Thank you for your response.

  1. I noticed that the results for swapping the C matrix are the best. Do you know the specific reason for this?
  2. In models such as "Pan-Mamba," "Fusion mamba," "MambaDFuse," and "SurvMamba," an activation function is typically used to control the two pathways, achieving the effect of transmitting useful information and filtering out useless information.

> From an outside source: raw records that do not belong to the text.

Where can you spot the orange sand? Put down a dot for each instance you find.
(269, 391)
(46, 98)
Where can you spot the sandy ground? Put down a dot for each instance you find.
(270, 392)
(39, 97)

Pan-Mamba: https://arxiv.org/pdf/2402.12192 1719976553905 Fusion Mamba: https://arxiv.org/pdf/2404.09146 def15f23c1c1d2bc73be44f763950f7 MambaDfuse: https://arxiv.org/pdf/2404.08406 1719976263981 SurvMamba: https://arxiv.org/pdf/2404.08027 1719976600540

zifuwan commented 4 months ago

Sorry for the late response.

  1. We suppose Matrix C is used to decode the information from the hidden state and can guide the reconstruction of the complementary modality. However, it is always recommended to experiment for the optimal parameter selection.
  2. Activation function can indeed be useful. However, in our method, we focus on a simple implementation to explore the potential of Mamba in multimodal learning. Hope this helps.